E ho sempre visto San Siro come uno stadio spettacolare, che abbiano programmato la finale della Champions li è una motivazione in più. 'Zizou' mi ricorda molto Ancelotti, è una persona umile che non si monta la testa: "da calciatore era molto timido, ora forse ha capito che da tecnico bisogna mettere di più la faccia in alcune situazioni". Poi si è sempre detto che il Milan era come il Madrid e viceversa, due club che hanno sempre avuto un gran feeling. Ad attenderlo ci sarà il Real Madrid, vincitore di 10 titoli e delle ultime quattro finali alle quali ha partecipato. "È solo questione di tempo". Con Zizou abbiamo un feeling diverso, speciale. Con Benitez probabilmente mancava qualcosa a livello relazionale. "Abbiamo attraversato un momento di cambiamento, giocatori che venivano e se ne andavano, un brutto Mondiale".

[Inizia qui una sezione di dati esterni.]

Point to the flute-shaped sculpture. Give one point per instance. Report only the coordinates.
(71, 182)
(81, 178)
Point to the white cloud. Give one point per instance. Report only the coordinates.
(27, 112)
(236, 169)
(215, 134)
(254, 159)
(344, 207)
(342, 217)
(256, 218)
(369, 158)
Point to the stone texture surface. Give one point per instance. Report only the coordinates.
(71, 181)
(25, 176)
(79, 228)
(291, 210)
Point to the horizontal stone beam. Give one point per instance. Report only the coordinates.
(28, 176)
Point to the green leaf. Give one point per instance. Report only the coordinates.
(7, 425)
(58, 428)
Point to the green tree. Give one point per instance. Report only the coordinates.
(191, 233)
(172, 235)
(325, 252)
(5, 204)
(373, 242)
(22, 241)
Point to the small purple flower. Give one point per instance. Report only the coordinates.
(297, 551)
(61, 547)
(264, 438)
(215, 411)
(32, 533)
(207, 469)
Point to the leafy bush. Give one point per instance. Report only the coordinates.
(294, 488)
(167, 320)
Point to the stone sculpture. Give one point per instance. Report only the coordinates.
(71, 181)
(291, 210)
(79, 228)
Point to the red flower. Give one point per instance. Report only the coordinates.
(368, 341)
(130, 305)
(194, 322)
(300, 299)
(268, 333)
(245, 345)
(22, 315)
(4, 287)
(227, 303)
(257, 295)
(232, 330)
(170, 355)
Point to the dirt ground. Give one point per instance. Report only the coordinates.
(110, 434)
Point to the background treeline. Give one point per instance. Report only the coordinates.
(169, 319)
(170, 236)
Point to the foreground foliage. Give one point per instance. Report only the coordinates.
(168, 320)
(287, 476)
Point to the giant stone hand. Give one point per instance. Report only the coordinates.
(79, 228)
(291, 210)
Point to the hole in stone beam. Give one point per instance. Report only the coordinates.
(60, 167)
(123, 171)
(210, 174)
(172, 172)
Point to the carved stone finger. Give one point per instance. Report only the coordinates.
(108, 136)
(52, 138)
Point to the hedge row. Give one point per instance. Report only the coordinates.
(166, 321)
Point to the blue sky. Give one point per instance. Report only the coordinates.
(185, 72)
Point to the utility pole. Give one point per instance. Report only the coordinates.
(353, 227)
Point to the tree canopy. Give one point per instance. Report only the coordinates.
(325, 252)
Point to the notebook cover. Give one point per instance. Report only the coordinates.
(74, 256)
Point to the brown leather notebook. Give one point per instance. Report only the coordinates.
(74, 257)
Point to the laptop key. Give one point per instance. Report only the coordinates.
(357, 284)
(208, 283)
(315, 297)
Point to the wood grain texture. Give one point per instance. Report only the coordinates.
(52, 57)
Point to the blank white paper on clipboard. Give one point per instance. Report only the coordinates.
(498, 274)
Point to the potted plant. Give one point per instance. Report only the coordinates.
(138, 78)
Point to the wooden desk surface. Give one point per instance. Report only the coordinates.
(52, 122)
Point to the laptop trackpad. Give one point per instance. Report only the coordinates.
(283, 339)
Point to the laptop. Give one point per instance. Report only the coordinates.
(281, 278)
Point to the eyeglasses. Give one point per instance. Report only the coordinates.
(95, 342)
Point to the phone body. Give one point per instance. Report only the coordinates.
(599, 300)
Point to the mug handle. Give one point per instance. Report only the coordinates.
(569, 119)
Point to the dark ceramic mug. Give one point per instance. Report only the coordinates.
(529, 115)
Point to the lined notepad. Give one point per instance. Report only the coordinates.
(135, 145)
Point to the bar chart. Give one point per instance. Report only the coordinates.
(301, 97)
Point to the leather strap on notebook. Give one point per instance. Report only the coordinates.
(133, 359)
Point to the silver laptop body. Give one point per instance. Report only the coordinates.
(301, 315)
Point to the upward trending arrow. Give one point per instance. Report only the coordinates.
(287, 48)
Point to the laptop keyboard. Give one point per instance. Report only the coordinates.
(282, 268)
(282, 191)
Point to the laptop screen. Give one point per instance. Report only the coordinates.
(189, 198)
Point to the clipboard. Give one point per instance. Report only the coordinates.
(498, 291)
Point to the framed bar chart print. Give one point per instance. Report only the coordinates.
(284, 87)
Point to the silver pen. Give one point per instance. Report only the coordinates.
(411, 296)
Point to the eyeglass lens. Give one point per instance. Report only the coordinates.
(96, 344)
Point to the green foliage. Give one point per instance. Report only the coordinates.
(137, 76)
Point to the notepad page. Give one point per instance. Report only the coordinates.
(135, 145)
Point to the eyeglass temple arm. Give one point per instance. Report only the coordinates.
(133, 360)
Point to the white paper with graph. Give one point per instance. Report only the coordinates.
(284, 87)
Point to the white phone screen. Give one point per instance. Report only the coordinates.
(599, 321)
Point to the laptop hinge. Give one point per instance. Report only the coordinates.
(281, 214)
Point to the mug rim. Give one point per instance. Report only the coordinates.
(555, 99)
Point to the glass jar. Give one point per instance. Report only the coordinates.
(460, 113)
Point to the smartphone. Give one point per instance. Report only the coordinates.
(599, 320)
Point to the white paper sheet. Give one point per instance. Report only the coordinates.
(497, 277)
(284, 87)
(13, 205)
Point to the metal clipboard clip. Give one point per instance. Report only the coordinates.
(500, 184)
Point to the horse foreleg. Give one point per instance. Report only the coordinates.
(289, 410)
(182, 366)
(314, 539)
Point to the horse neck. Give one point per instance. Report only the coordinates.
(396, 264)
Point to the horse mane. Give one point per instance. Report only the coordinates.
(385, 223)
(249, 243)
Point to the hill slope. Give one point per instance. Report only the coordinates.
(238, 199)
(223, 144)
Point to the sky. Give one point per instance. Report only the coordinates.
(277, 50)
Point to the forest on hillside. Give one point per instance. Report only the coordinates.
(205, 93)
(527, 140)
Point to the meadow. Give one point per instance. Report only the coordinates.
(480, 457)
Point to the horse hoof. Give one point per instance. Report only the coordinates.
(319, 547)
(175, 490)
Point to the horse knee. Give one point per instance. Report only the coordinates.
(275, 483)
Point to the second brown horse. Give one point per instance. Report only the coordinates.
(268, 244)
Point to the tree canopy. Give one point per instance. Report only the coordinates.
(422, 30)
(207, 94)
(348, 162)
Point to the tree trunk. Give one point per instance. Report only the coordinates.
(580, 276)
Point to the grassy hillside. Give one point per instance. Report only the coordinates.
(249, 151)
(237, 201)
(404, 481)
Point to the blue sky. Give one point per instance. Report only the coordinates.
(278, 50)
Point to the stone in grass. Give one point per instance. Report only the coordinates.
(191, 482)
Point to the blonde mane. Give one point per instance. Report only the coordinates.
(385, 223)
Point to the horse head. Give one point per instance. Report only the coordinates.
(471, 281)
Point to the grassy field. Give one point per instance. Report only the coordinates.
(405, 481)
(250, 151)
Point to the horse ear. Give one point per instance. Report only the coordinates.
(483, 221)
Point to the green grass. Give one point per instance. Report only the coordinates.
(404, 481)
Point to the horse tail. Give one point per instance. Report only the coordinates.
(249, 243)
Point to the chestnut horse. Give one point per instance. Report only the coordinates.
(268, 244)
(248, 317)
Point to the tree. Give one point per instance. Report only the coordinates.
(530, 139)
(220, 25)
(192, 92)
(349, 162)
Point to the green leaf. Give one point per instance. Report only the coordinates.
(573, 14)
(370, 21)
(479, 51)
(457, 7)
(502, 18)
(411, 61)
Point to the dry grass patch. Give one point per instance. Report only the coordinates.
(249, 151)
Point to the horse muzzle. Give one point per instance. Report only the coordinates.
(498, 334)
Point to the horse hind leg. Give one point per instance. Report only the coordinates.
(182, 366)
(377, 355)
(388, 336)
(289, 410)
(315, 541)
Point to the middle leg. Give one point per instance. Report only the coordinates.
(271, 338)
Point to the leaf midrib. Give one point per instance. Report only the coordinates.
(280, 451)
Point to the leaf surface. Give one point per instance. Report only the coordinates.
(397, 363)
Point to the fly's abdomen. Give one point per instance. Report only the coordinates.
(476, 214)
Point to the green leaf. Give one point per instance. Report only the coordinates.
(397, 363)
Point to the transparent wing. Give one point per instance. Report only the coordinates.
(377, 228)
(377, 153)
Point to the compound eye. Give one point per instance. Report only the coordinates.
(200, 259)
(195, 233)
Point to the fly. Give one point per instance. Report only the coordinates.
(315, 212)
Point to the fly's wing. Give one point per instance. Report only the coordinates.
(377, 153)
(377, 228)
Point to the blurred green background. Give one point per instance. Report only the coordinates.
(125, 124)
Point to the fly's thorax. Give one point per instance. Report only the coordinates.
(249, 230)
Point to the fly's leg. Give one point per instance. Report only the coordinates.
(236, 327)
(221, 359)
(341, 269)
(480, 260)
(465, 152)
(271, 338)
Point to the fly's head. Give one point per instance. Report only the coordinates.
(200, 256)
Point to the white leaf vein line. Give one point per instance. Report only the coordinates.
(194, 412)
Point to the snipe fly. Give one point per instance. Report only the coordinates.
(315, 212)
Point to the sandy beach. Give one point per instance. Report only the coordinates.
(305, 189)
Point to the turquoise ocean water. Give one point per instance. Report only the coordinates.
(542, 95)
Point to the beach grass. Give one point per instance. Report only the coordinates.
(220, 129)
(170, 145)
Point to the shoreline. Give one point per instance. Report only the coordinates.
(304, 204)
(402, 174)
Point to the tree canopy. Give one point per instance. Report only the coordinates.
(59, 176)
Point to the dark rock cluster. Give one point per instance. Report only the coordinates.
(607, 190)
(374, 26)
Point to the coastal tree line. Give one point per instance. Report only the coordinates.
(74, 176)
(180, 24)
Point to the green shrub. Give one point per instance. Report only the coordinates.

In attesa di giocare la finale di Champions League con l'Atletico Madrid Sergio Ramos ha parlato ai microfoni della Gazzetta dello Sport del futuro di Alvaro Morata: "Io Alvaro Morata lo vedo bene, la sua crescita non mi ha sorpreso, lo conosco da tanto tempo ed è maturato tanto". Ora non è più un semplice canterano, è attaccante titolare alla Juventus. L'ottima relazione che aveva con la rosa si è trasformata in un feeling, un'amicizia che si è riflessa sul rapporto con il Zizou allenatore e ha facilitato molto il compito. "La nazionale? Siamo felicissimi che venga come punta della Roja". Zidane, decisivo da giocatore nella finale 2002 con un gol meraviglioso, vuole lasciare ancora il segno, ma dovrà vedersela con un Simeone motivatissimo, che ha già fatto lo sgambetto a Luis Enrique e Guardiola.